In the original exercise, we analyze \( f'(x) \) to find intervals of increase and decrease:

• On \((0,2)\), \( f'(x) > 0 \), indicating that the graph of the function rises.
• On \((2,4)\) and \((4,6)\), \( f'(x) < 0 \), so the function is decreasing in these intervals.

Understanding the behavior of the function through its derivative helps us to sketch more accurate graphs and visualize how the function behaves in different intervals.

Second Derivative Test

The Second Derivative Test provides insights into the concavity of a function and helps identify points of inflection, where the concavity changes. The second derivative, \( f''(x) \), tells us whether a function is curving upwards or downwards:

• If \( f''(x) > 0 \), the graph is concave up, creating a U-shape.
• If \( f''(x) < 0 \), the graph is concave down, resembling an upside-down U.

In the exercise, concavity is analyzed as follows:

• \( f''(x) > 0 \) on \((0,1)\) and \((3,4)\), meaning the graph is concave up in these intervals.
• \( f''(x) < 0 \) on \((1,3)\) and \((4,6)\), indicating the graph is concave down.

Recognizing the concavity allows us to predict how the graph bends and helps us capture the right curvature when sketching lines on a plot.

Critical Points

Critical points are points on the graph where the derivative of the function is zero or undefined. These points are significant because they can often indicate local maxima, minima, or saddle points of the function.

In the problem given, we find the critical points where \( f'(x) = 0 \), specifically at \( x = 2 \) and \( x = 4 \). These critical points represent potential turning points where the function's slope reverses, changing from increasing to decreasing, or vice versa.

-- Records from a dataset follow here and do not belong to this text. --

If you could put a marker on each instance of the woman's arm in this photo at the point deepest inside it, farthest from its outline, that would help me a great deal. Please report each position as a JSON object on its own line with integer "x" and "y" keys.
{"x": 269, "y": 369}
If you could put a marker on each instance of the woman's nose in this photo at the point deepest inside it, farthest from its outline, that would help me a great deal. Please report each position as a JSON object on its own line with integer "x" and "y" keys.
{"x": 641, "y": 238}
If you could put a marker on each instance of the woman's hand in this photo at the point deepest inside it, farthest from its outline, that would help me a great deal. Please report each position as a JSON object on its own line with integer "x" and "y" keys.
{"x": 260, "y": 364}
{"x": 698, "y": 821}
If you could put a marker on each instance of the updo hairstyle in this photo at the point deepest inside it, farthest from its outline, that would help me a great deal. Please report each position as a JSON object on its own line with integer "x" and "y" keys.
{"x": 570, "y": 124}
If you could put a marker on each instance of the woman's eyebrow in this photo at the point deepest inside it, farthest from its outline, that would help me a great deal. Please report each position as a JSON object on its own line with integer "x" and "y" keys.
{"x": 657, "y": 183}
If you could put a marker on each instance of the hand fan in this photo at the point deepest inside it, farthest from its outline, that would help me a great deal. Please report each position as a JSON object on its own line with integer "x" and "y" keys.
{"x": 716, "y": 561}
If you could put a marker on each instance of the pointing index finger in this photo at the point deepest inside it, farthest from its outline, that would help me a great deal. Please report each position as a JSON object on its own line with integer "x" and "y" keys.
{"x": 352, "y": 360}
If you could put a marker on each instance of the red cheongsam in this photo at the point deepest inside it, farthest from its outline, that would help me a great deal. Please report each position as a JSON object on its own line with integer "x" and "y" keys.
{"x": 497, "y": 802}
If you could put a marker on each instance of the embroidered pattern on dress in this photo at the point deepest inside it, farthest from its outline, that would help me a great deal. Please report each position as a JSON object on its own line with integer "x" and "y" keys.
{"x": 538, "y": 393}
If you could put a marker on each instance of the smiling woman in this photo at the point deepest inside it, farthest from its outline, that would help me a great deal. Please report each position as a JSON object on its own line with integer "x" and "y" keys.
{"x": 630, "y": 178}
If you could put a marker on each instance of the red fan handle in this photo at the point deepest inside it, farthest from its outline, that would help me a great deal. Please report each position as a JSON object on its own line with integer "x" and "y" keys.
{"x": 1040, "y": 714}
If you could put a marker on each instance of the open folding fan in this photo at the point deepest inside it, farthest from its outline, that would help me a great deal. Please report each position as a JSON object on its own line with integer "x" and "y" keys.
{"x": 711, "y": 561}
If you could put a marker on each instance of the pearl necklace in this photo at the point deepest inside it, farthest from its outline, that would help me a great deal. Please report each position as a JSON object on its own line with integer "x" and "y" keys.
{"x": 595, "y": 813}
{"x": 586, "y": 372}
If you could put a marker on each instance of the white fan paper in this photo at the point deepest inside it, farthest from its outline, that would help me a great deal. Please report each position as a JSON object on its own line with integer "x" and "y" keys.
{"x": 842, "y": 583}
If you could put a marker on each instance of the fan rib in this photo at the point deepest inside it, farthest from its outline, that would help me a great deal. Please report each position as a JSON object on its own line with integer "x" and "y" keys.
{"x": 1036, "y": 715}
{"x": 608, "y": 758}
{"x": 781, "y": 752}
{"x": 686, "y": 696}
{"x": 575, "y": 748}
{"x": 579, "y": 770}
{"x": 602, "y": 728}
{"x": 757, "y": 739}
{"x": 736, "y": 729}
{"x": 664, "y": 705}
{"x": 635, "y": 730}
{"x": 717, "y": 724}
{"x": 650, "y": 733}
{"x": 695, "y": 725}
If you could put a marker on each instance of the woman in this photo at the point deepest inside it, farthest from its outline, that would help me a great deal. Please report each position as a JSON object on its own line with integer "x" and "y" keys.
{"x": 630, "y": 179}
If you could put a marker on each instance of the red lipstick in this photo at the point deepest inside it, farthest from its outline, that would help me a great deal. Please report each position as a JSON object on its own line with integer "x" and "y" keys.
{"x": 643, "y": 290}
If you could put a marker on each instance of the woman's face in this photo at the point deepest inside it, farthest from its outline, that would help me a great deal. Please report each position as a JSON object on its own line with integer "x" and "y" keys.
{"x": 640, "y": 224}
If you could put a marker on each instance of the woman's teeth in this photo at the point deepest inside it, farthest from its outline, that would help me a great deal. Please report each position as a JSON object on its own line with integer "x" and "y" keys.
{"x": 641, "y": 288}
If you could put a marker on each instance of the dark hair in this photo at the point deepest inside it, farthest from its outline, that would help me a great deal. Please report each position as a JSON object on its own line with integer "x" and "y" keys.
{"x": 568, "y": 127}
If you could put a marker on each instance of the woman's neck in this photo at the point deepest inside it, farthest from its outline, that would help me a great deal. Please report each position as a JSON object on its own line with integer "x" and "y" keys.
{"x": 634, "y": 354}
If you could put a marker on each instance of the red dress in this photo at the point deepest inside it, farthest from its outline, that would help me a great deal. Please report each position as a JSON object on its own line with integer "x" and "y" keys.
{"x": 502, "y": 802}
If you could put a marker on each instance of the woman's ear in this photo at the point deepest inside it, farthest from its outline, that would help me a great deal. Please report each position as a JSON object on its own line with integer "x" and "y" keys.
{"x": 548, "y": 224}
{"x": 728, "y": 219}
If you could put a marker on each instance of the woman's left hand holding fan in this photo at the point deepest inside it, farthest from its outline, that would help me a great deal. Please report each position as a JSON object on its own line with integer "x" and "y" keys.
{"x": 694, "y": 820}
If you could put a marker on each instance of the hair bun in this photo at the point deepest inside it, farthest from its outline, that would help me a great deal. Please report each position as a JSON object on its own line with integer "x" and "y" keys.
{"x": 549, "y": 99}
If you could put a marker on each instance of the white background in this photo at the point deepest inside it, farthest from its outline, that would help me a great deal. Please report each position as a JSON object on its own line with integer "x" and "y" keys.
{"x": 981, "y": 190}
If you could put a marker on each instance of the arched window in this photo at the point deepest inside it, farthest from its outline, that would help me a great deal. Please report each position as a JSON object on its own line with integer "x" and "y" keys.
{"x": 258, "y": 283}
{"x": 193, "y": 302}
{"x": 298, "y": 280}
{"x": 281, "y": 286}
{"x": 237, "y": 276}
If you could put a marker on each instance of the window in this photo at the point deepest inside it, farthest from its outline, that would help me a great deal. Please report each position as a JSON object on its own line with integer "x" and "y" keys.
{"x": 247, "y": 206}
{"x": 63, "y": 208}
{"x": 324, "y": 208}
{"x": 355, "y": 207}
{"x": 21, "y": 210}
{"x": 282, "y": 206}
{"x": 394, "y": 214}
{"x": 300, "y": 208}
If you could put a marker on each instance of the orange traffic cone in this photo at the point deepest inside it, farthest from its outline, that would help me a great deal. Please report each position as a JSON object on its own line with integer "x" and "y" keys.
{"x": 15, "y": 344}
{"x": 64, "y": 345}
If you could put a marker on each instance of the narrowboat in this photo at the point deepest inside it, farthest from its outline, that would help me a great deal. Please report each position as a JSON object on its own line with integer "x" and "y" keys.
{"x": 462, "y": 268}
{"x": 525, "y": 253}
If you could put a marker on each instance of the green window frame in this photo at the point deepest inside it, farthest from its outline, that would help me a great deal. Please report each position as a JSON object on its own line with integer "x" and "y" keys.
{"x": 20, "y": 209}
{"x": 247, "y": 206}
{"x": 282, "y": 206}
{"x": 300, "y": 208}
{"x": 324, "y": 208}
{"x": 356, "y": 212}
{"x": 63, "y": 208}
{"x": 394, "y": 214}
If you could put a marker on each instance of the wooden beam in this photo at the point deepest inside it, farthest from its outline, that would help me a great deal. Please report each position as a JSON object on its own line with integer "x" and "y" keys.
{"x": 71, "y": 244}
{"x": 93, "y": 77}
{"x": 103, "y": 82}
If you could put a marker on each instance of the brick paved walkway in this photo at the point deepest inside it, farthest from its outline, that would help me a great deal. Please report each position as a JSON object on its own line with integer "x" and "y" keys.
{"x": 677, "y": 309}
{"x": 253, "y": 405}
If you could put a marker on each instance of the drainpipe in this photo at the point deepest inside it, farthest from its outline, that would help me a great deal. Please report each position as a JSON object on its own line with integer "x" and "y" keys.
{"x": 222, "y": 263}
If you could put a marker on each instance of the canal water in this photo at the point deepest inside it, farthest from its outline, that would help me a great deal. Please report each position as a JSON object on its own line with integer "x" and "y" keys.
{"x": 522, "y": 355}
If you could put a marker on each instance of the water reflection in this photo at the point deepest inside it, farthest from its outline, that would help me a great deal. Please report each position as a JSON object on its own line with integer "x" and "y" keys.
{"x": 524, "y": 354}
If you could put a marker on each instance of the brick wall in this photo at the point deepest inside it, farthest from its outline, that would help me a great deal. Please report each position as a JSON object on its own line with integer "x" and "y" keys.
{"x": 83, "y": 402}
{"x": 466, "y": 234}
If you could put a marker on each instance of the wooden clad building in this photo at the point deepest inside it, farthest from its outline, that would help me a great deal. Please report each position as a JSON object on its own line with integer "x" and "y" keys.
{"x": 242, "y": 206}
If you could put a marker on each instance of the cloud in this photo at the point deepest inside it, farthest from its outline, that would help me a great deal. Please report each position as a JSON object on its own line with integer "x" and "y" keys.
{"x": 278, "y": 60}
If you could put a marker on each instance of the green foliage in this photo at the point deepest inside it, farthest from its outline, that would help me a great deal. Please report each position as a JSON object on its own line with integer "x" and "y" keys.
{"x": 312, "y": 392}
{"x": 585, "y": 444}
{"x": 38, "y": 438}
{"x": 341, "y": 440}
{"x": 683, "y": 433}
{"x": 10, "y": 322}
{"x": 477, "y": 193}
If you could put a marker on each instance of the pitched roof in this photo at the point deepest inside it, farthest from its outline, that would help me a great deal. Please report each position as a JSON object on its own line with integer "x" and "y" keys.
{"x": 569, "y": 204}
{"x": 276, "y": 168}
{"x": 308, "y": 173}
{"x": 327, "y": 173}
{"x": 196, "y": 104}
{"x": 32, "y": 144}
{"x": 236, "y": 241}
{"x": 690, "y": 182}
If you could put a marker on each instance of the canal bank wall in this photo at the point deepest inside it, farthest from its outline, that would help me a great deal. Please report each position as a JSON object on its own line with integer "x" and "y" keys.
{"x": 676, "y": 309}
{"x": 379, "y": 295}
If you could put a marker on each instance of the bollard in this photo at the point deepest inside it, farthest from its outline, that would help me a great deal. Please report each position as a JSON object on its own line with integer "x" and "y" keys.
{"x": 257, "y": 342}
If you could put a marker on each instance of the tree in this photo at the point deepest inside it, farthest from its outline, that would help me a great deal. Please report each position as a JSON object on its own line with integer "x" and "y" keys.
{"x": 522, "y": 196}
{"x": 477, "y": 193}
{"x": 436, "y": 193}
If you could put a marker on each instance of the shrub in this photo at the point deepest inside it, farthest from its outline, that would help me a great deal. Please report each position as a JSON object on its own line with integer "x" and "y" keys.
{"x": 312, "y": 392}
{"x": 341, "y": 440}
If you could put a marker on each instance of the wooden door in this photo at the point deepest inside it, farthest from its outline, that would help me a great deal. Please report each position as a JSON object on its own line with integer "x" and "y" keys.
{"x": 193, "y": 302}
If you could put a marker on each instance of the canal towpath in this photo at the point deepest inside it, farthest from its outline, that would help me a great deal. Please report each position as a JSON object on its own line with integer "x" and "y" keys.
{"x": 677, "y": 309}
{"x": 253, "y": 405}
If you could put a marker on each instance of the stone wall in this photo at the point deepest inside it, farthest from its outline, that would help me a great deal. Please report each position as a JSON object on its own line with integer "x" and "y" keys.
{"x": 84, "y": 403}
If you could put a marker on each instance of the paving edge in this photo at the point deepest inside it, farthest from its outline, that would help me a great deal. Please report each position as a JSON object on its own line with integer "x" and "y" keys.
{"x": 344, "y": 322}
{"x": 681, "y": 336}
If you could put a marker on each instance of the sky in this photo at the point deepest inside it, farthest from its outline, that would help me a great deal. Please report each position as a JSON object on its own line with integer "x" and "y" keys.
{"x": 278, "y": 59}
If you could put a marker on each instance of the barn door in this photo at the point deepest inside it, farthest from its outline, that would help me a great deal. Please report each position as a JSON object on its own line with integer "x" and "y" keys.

In our specific exercise:

• At \( x = 2 \), the function has a horizontal tangent, suggesting a local maximum since it transitions from increasing to decreasing.
• At \( x = 4 \), another horizontal tangent occurs, marking a point where the function stops decreasing before continuing to decrease, typically highlighting an inflection or steady point.

Recognizing and analyzing critical points are vital steps in accurately sketching the function's overall shape.

Concavity and Inflections

Concavity refers to the direction in which a graph curves, while points of inflection are where the concavity changes. Understanding these characteristics is essential as they affect how we interpret the graph's shape.

In the exercise, the intervals of concavity are identified using the second derivative:

• Concave up on \((0,1)\) and \((3,4)\): This means the graph forms a U-shape, curving upwards.
• Concave down on \((1,3)\) and \((4,6)\): Here, the graph curves downwards, taking on an inverted U-shape.

Points of inflection occur where the graph transitions from one type of concavity to another. These transitions are critical for properly sketching and understanding the dynamics of the graph.
By applying this knowledge, one can predict how the graph will look, allowing for a more accurate and intuitive sketch of the function within the given domain [0,6].